Europe Could Face Economic Paralysis

Barron's
Europe Could Face Economic Paralysis

Voters in 28 European Union member countries—yes, including the United Kingdom—will go to the polls between May 23 and May 26 to elect 750 members to the European Parliament for a five-year term. The political fragmentation of Europe suggests that their decisions could contribute to a near-paralysis of EU institutions. Barron's reports in its article Europe Could Face Economic Paralysis After Parliamentary Elections that turnout is expected to be low, but it has always been so, even after the Parliament was entrusted with significant new powers by the 2007 Lisbon treaty.

Political parties across Europe have nominated second-rate, underwhelming personalities for the job. Out-of-work politicians, retired celebrities, and the odd media personality usually help round out the slates that each political party puts forth for a vote. The European Parliament, which sits in Strasbourg, France, is the only directly elected European Union institution. It shares power over the EU budget and legislation with the Council of the European Union. If you like the current divided Europe, you will love the chaotic one that could emerge by the end of the year. We already know that voters will elect a significant slate of euroskeptic representatives; the only question is the size of this contingent. All polls indicate that the skeptics could account for about a third of the Parliament’s 750 deputies. That’s not just a symbolic threshold, but also the number above which a minority can block some major decisions.

What matters for markets is the ability of the European Union to continue functioning as a rational decision-making entity about economic matters. The main risk with the future Parliament isn’t the decisions it could make, but the ones it won’t. If a coalition of the far-right and far-left manages to hinder legislative work, many reforms under discussion won’t happen. Think of the efforts to build a serious capital-markets union in the EU, or to harmonize banking regulations in order to end the industry’s current fragmentation.

It’s not just the European Parliament that risks paralysis in the next five years. Populist or illiberal governments are already in power in Hungary, Poland, Romania, Italy, and the Czech Republic, to name a few. Each will get to send to Brussels one commissioner as part of the 28-strong EU executive body known as the European Commission. The crucial role of the commission in implementing rules and legislation throughout Europe is likely to be slowed or hindered by constant political grandstanding—hardly what the EU needs at the moment.
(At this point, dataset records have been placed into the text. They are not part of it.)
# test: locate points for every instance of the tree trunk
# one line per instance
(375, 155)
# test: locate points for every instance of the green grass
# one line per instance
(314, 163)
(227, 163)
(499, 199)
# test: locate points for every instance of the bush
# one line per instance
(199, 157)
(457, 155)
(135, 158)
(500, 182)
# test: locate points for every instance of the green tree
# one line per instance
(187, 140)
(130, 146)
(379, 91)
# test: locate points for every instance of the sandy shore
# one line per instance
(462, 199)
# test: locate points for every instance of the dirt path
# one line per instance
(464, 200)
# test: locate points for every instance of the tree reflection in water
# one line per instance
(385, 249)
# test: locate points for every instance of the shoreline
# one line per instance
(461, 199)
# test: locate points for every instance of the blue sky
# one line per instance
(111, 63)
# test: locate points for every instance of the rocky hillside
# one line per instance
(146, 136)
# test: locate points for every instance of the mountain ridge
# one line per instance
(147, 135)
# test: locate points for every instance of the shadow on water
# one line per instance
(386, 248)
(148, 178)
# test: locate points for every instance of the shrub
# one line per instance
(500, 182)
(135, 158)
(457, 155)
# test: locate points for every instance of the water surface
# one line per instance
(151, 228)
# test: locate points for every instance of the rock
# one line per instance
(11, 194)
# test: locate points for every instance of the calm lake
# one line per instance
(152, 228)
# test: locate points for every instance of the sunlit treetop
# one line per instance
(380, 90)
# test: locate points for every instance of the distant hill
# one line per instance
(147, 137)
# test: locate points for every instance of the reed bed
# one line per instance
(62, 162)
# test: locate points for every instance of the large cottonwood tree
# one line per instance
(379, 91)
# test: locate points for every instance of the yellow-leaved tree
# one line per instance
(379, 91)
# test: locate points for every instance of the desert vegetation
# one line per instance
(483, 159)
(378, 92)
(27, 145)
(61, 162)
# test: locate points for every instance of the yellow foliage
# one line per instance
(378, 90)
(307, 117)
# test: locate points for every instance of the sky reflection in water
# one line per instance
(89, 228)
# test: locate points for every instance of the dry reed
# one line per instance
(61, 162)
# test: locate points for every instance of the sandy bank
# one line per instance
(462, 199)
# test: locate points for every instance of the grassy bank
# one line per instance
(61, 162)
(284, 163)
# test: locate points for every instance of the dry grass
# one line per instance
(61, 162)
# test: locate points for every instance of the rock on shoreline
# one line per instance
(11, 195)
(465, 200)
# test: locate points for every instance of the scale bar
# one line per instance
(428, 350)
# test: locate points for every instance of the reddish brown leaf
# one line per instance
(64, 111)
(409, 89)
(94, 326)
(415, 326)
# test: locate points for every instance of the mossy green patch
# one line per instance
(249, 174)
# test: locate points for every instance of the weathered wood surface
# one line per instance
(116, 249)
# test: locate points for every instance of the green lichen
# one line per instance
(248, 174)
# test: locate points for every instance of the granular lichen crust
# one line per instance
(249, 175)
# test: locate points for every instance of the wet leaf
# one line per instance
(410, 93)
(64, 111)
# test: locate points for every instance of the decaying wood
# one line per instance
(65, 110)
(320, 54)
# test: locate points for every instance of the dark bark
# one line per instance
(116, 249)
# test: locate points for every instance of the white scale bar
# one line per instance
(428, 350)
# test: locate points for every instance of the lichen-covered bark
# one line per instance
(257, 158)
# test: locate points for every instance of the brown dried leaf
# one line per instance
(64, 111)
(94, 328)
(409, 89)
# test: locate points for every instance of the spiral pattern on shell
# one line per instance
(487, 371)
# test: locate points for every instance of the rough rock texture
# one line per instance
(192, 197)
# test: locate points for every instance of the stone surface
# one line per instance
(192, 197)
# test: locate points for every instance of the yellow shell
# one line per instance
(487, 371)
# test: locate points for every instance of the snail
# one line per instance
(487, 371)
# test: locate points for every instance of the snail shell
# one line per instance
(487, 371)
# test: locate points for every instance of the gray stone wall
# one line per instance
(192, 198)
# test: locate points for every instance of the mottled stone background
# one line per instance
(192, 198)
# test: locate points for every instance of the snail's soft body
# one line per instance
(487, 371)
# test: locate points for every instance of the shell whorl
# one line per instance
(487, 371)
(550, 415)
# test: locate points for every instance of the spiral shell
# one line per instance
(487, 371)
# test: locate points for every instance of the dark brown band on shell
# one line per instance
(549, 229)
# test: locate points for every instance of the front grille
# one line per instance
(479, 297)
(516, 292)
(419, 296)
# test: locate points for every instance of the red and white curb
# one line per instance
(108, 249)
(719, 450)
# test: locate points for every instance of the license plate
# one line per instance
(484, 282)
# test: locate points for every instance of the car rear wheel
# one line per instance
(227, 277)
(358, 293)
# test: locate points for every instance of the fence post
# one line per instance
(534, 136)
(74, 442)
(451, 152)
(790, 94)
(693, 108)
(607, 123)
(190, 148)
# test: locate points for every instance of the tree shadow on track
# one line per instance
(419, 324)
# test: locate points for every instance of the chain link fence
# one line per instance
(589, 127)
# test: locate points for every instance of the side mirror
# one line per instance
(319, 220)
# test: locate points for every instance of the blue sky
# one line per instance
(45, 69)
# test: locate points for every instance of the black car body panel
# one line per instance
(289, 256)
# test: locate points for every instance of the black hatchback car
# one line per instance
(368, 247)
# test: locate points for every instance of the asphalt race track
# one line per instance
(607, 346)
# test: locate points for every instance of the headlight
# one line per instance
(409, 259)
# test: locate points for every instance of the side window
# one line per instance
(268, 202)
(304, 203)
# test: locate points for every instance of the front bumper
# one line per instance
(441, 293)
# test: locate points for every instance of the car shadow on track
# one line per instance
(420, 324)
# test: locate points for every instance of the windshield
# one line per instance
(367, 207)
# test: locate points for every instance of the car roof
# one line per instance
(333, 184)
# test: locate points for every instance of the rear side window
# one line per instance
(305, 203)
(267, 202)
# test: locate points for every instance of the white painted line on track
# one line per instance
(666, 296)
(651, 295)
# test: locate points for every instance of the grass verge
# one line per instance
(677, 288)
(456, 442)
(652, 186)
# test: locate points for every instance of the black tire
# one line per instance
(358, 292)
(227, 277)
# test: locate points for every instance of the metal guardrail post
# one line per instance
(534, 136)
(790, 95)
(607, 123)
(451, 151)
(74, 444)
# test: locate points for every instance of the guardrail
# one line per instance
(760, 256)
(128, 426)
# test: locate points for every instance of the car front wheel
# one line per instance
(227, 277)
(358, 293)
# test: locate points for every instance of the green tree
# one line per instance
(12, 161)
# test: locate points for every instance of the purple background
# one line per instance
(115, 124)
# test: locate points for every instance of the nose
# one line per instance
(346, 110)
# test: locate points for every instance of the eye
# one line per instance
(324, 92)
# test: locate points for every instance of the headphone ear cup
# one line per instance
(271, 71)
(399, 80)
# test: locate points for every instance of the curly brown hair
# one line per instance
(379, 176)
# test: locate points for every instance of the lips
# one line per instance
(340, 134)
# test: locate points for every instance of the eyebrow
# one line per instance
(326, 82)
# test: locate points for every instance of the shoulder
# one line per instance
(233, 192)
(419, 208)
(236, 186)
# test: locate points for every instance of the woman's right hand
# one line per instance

Finally, the election will have an indirect impact on the choice of a new president for the European Central Bank. Mario Draghi, the current president, retires at the end of October after his eight-year term. In choosing his successor, euro zone leaders will have to balance their choice for Commission president: If a German national goes to Brussels, a German can’t head the ECB in Frankfurt. This means that, depending on the outcome of next week’s election, the ECB could end up with a hawkish, dovish, or centrist banker at the helm. So much for the vaunted “forward guidance” on which central bankers like to base their actions. What investors are facing with the European Parliament election is the certainty of uncertainty.